I was asked by a friend how to locate the free Caltrans DC Fast Charge stations in California. As in all things EV charging, PlugShare is your friend.
First, it’s important to note that there are more than 1,000 DCFC stations in California and more than 2,500 individual kiosks or dispensers.
Caltrans’ 30-30 program has installed only a limited number of stations, many with only one kiosk. There are four kiosks at the southbound I-5 station in Lebec and there are dual kiosks here in District 6 in the southern San Joaquin Valley.
The goal of the 30-30 program was to install stations at roadside rest areas and at district maintenance stations. As such, the number is limited relative to the commercial stations and the free stations offered by various auto dealers.
Some Caltrans’ stations are solar powered. Consequently, the batteries used for the station may be exhausted when you arrive to charge. The station’s power may be throttled as well. The Caltrans’ Camp Robert stations on northbound and southbound Hwy 101 are both limited to 30 kW.
Nevertheless, it’s useful to know how to find the Caltrans and other free chargers before you head out.
Go to Plugshare.
Go to Filters.
Go to Location Filters, uncheck those that require payment. This will give you all the free stations, including those operated by Caltrans.
From the reviews I’ve read, Caltrans has been getting high marks from users for the reliability and convenience of their stations.

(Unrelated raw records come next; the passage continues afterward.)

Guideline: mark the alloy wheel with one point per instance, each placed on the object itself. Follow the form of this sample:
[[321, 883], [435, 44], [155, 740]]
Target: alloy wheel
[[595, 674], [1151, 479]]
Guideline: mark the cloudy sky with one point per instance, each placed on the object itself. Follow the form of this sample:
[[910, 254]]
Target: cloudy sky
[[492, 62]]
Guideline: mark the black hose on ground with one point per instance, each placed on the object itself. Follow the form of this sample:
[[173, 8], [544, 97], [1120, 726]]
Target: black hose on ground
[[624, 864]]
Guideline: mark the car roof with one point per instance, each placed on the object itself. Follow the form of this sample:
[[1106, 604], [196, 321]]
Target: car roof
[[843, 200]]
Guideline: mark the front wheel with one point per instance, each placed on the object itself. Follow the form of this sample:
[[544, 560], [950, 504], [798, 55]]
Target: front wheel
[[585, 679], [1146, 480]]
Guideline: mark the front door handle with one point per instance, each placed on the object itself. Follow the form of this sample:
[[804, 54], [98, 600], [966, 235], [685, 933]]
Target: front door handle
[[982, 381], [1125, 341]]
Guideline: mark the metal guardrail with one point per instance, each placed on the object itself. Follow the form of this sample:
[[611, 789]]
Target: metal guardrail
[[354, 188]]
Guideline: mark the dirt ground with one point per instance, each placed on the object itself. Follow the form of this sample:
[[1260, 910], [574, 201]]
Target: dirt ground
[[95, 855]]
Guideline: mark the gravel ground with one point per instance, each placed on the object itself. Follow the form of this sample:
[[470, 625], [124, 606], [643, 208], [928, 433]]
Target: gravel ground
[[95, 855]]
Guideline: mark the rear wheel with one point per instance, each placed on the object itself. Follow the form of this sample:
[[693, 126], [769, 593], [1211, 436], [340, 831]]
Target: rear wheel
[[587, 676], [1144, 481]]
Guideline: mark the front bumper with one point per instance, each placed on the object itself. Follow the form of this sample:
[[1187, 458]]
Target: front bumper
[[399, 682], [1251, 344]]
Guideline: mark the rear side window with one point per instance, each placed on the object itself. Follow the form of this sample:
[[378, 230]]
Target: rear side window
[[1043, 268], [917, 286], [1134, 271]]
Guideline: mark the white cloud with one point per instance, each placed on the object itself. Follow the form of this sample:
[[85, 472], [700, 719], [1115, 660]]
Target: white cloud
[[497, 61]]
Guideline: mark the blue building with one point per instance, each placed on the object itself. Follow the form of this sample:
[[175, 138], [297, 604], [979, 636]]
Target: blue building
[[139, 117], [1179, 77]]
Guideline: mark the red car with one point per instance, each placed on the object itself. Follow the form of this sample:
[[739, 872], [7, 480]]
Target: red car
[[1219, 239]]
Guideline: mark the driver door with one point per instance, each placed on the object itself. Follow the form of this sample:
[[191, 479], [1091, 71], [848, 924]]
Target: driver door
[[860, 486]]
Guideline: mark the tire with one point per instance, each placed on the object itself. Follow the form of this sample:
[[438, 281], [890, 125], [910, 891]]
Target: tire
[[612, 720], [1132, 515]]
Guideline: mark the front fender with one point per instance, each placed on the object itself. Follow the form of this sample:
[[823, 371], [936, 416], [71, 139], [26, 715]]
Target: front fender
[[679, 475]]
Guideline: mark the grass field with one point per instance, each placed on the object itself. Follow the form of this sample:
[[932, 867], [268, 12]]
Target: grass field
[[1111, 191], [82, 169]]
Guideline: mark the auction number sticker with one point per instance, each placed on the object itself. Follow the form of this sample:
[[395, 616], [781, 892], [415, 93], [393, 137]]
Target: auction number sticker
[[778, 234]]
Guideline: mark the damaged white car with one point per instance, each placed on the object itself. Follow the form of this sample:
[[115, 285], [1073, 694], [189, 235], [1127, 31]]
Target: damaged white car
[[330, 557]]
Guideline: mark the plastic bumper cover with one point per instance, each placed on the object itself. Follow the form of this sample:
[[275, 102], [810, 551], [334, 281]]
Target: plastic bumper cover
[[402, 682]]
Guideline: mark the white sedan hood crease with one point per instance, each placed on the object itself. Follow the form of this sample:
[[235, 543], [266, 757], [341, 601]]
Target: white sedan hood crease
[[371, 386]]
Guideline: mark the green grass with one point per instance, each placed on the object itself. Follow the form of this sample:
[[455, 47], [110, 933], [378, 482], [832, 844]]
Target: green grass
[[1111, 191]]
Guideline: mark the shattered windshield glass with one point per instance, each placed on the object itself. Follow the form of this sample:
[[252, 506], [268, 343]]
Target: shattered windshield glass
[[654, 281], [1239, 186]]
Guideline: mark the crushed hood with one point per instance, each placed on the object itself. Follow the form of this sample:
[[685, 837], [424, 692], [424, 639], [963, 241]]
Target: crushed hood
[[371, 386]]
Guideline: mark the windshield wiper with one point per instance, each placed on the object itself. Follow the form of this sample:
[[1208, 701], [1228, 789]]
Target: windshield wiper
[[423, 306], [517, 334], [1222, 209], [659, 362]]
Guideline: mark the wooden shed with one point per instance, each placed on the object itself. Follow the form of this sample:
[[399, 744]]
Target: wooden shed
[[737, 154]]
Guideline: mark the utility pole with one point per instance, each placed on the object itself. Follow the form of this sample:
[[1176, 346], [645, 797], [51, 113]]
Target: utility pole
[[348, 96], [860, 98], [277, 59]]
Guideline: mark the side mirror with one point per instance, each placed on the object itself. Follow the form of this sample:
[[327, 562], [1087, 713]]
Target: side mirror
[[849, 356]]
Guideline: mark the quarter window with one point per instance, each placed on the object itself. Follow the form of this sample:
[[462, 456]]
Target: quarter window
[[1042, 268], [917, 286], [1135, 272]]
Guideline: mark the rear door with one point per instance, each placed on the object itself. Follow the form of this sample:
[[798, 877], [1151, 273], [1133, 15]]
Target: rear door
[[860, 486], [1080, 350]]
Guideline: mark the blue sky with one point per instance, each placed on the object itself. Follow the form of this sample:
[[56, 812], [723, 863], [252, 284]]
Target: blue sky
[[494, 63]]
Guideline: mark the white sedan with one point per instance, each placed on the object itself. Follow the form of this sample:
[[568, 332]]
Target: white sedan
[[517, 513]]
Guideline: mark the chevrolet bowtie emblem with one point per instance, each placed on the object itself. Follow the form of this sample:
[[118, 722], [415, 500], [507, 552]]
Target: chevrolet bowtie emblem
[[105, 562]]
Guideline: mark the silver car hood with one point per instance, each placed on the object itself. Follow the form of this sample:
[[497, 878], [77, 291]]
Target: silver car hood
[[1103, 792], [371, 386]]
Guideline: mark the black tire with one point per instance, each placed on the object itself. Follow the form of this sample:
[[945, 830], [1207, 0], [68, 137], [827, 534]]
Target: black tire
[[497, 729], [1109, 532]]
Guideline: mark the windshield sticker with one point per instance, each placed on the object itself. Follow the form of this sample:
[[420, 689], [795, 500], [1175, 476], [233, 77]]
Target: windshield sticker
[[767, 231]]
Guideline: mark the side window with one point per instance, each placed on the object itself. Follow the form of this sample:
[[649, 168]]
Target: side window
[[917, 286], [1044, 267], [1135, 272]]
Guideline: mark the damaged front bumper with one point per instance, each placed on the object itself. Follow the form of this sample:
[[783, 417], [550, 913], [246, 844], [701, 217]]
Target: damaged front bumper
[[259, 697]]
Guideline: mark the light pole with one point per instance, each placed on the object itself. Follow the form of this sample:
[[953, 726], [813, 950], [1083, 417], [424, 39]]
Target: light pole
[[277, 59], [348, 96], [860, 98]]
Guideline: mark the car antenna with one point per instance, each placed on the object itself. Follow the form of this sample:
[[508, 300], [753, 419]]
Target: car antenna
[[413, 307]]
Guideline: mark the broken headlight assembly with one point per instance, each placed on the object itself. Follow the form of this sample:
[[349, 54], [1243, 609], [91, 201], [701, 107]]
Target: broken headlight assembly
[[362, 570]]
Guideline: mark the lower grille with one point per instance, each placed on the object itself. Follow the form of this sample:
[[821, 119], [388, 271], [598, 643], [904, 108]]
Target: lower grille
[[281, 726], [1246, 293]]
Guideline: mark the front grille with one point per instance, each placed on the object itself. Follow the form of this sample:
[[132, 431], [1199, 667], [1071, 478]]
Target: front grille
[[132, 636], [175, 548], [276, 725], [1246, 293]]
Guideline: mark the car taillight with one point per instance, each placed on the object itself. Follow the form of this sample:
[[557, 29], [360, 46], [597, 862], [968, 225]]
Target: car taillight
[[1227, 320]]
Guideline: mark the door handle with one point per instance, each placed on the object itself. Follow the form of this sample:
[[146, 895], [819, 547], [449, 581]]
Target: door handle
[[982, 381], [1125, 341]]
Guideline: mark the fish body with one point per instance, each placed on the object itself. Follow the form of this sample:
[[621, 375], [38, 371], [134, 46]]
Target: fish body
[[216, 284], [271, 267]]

How long the stations will remain free is unknown. Caltrans was limited by regulations established by Congress and the Federal Highway Administration more than 50 years ago during the build out of the interstate highway system. These regulations, urged at the behest of the restaurant industry, could be changed by Congress when—or if—it revisits EV incentives as part of the infrastructure bills now moving, glacially, in Washington.